Untuk itu, KBMI menuntut agar perubahan mendasar formula kenaikan upah diganti dengan menjadikan KHL 2025 ditambah proyeksi pertumbuhan ekonomi tahun 2026 sebagai basis utama atau Pendapatan Domestik Bruto Nasional Perkapita Tahun 2025.

Lalu, standar upah layak nasional sebagai batas bawah yang adil dan manusiawi, serta kebijakan afirmatif untuk menutup kesenjangan upah antar wilayah. 

“Bukan membiarkannya atas nama kemampuan daerah dengan melibatkan APBN dalam bentuk Subsidi Upah Layak bagi pekerja,” katanya lagi.

Sudah melalui proses penyusunan panjang, dan menjadi rumusan terbaik

Menteri Ketenagakerjaan Yassierli menegaskan, Peraturan Pemerintah (PP) No 49/2025 tentang Perubahan Kedua atas Peraturan Pemerintah No 36/2021 tentang Pengupahan yang ditetapkan Presiden Prabowo Subianto pada hari Selasa (16/12/2026) sudah melalui proses penyusunan panjang. Ia menilai itu rumusan terbaik yang diberikan pemerintah setelah melalui sejumlah dialog.
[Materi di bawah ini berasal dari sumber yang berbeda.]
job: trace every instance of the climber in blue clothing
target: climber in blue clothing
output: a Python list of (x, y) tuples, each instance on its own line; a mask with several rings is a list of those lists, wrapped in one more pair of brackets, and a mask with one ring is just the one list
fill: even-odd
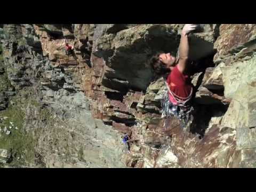
[(124, 144), (127, 144), (127, 146), (128, 147), (128, 150), (130, 151), (129, 135), (128, 135), (128, 134), (126, 133), (124, 137), (122, 137), (121, 138), (122, 139), (123, 143)]

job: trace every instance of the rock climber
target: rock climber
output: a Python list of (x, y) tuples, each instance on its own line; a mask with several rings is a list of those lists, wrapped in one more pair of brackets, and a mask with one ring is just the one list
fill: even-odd
[(66, 43), (65, 46), (66, 54), (68, 55), (71, 54), (73, 50), (73, 47), (71, 45), (70, 45), (68, 43)]
[(167, 92), (162, 102), (162, 117), (174, 115), (182, 120), (183, 124), (188, 122), (193, 109), (191, 99), (193, 89), (188, 70), (188, 35), (197, 27), (198, 25), (195, 24), (184, 26), (176, 57), (170, 53), (160, 52), (152, 57), (149, 61), (155, 76), (166, 78)]
[(130, 140), (130, 137), (128, 135), (127, 133), (126, 133), (124, 136), (121, 137), (122, 139), (123, 142), (125, 144), (127, 144), (127, 147), (128, 149), (128, 151), (130, 151), (130, 144), (129, 144), (129, 140)]

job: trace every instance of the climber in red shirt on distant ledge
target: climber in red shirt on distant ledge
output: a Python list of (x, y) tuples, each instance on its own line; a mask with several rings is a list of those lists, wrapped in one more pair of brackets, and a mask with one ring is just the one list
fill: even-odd
[(66, 43), (66, 46), (65, 46), (66, 54), (67, 55), (71, 54), (72, 53), (73, 50), (73, 46), (69, 45), (68, 43)]
[(165, 82), (167, 94), (162, 102), (162, 117), (174, 115), (185, 121), (185, 123), (189, 120), (191, 110), (189, 101), (193, 91), (186, 71), (189, 53), (188, 35), (196, 29), (197, 26), (186, 24), (183, 27), (177, 58), (169, 53), (158, 53), (149, 61), (155, 76), (169, 74)]

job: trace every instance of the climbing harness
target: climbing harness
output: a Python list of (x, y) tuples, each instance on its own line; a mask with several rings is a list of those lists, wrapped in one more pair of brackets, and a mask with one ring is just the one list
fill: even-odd
[(174, 116), (180, 121), (181, 127), (185, 129), (190, 119), (191, 113), (194, 110), (193, 107), (188, 103), (192, 98), (193, 89), (189, 95), (185, 98), (174, 94), (166, 82), (165, 85), (166, 92), (161, 102), (162, 118)]

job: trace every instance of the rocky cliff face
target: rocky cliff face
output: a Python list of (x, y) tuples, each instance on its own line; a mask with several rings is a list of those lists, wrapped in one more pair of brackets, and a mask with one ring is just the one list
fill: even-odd
[(164, 79), (146, 64), (156, 51), (175, 55), (183, 26), (4, 25), (3, 165), (255, 167), (256, 25), (205, 24), (190, 35), (195, 110), (184, 130), (161, 118)]

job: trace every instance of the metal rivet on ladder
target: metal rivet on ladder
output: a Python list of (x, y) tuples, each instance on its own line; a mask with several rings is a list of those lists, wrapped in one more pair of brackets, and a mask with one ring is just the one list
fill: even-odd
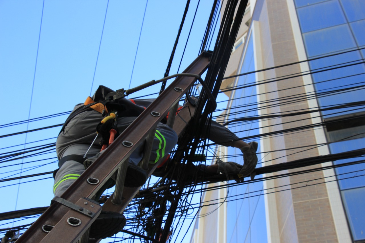
[(70, 217), (67, 219), (67, 223), (72, 226), (78, 226), (81, 224), (81, 220), (77, 218)]
[(49, 232), (54, 227), (53, 225), (44, 224), (42, 226), (42, 230), (46, 233), (49, 233)]
[(151, 115), (152, 115), (154, 116), (156, 116), (158, 117), (161, 115), (161, 113), (160, 112), (158, 112), (157, 111), (153, 111), (151, 112)]
[(174, 88), (174, 89), (175, 90), (175, 91), (177, 91), (178, 92), (182, 92), (183, 90), (182, 89), (178, 87), (175, 87)]
[(132, 147), (133, 146), (133, 143), (129, 141), (123, 141), (122, 142), (122, 144), (126, 147)]
[(99, 183), (99, 180), (94, 177), (89, 177), (87, 180), (88, 182), (91, 185), (96, 185)]

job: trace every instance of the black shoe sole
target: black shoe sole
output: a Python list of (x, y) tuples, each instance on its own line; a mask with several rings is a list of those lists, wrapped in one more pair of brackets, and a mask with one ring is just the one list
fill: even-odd
[(90, 227), (89, 236), (96, 239), (111, 237), (125, 226), (124, 216), (114, 212), (102, 212)]
[(147, 173), (138, 166), (128, 164), (124, 185), (128, 187), (137, 187), (145, 184), (147, 180)]

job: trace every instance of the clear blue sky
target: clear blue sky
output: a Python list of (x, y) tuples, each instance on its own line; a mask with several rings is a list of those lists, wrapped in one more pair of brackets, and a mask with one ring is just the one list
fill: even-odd
[[(180, 72), (199, 53), (212, 1), (200, 1)], [(170, 74), (177, 72), (197, 2), (191, 1)], [(186, 1), (149, 0), (141, 32), (146, 3), (45, 0), (43, 5), (43, 0), (0, 0), (0, 125), (70, 111), (99, 85), (127, 89), (131, 80), (132, 88), (163, 77)], [(158, 92), (160, 88), (157, 85), (135, 96)], [(61, 123), (66, 116), (0, 127), (0, 135)], [(22, 149), (24, 145), (5, 147), (54, 138), (59, 130), (0, 138), (0, 153)], [(26, 147), (54, 142), (53, 138)], [(0, 180), (53, 170), (55, 159), (50, 158), (55, 157), (53, 152), (22, 161), (49, 159), (46, 161), (0, 168)], [(2, 163), (0, 167), (22, 162)], [(46, 163), (51, 163), (27, 169)], [(0, 212), (49, 205), (53, 197), (53, 179), (4, 187), (18, 182), (0, 184)], [(16, 222), (14, 226), (25, 223)]]

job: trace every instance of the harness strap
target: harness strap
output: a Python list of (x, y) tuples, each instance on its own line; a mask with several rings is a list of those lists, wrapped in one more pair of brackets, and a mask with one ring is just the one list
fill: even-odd
[(70, 154), (70, 155), (62, 157), (61, 158), (61, 159), (58, 161), (58, 168), (55, 170), (53, 171), (53, 179), (55, 178), (56, 174), (59, 170), (59, 168), (61, 167), (62, 165), (66, 161), (68, 161), (69, 160), (73, 160), (83, 165), (84, 161), (87, 158), (88, 158), (87, 157), (84, 158), (82, 155), (80, 155), (78, 154)]
[(83, 165), (84, 161), (87, 158), (88, 158), (87, 157), (84, 158), (83, 156), (78, 154), (70, 154), (66, 155), (62, 157), (61, 159), (58, 161), (58, 167), (61, 168), (65, 162), (69, 160), (73, 160)]

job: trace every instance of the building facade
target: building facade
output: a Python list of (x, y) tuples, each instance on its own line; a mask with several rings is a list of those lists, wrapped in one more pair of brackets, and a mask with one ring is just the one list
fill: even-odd
[[(226, 76), (249, 74), (221, 88), (242, 88), (226, 93), (226, 120), (272, 116), (228, 126), (246, 141), (260, 141), (258, 166), (364, 148), (364, 48), (363, 0), (250, 1)], [(202, 208), (208, 216), (196, 220), (191, 242), (365, 242), (361, 162), (282, 171), (207, 192), (221, 205)]]

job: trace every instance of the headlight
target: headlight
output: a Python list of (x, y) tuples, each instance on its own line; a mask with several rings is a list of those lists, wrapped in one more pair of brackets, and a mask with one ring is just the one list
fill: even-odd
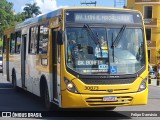
[(141, 82), (141, 84), (140, 84), (140, 86), (139, 86), (138, 91), (139, 91), (139, 92), (140, 92), (140, 91), (143, 91), (143, 90), (146, 89), (146, 87), (147, 87), (147, 78), (145, 78), (144, 80), (142, 80), (142, 82)]
[(77, 88), (75, 87), (75, 85), (73, 84), (73, 82), (71, 82), (70, 80), (64, 78), (64, 82), (66, 83), (67, 86), (67, 90), (73, 93), (79, 93)]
Aturan pengupahan itu, sudah melalui proses dialog sosial, untuk menampung berbagai aspirasi. Dia berharap, PP Pengupahan itu dapat diterima buruh/ pekerja. 

"Prosesnya sudah panjang, kajian sudah kita lakukan. Kita sampaikan kepada Presiden. Presiden juga dengar kebutuhan. Beliau menetapkan bahwa alfa 0,5-0,9. Dokumen PP sudah kami sebarluaskan," katanya di Jakarta, Kamis (18/12/2025). 

Menurut Yassierli itu rumusan terbaik yang sudah diputuskan. “Semoga teman-teman buruh dan pekerja bisa menerima ini. Karena kesejahteraan dan perlindungan sosial serta industri teman teman buruh bisa tetap dipertahankan."

Menaker menyebutkan, kebijakan pemerintahan Presiden Prabowo selama setahun terakhir, mengutamakan kesejahteraan buruh. Karena itu, imbuh penetapan aturan pengupahan sudah tentu memuat aspirasi untuk kesejahteraan buruh. 

Setahun lebih ini pemerintah menunjukkan keberpihakan kepada buruh. Tahun lalu, upah naik 6,5%, dan ada bonus hari raya dan manfaat pengemudi dan kurir online.Kemudian, saat May Day 2025 Presiden datang langsung, bersama Menteri Perumahan dan Permukiman memberi subsidi rumah, regulasi JKP yang di-PHK dapat upah, bantuan BSU kepada 15 juta pekerja.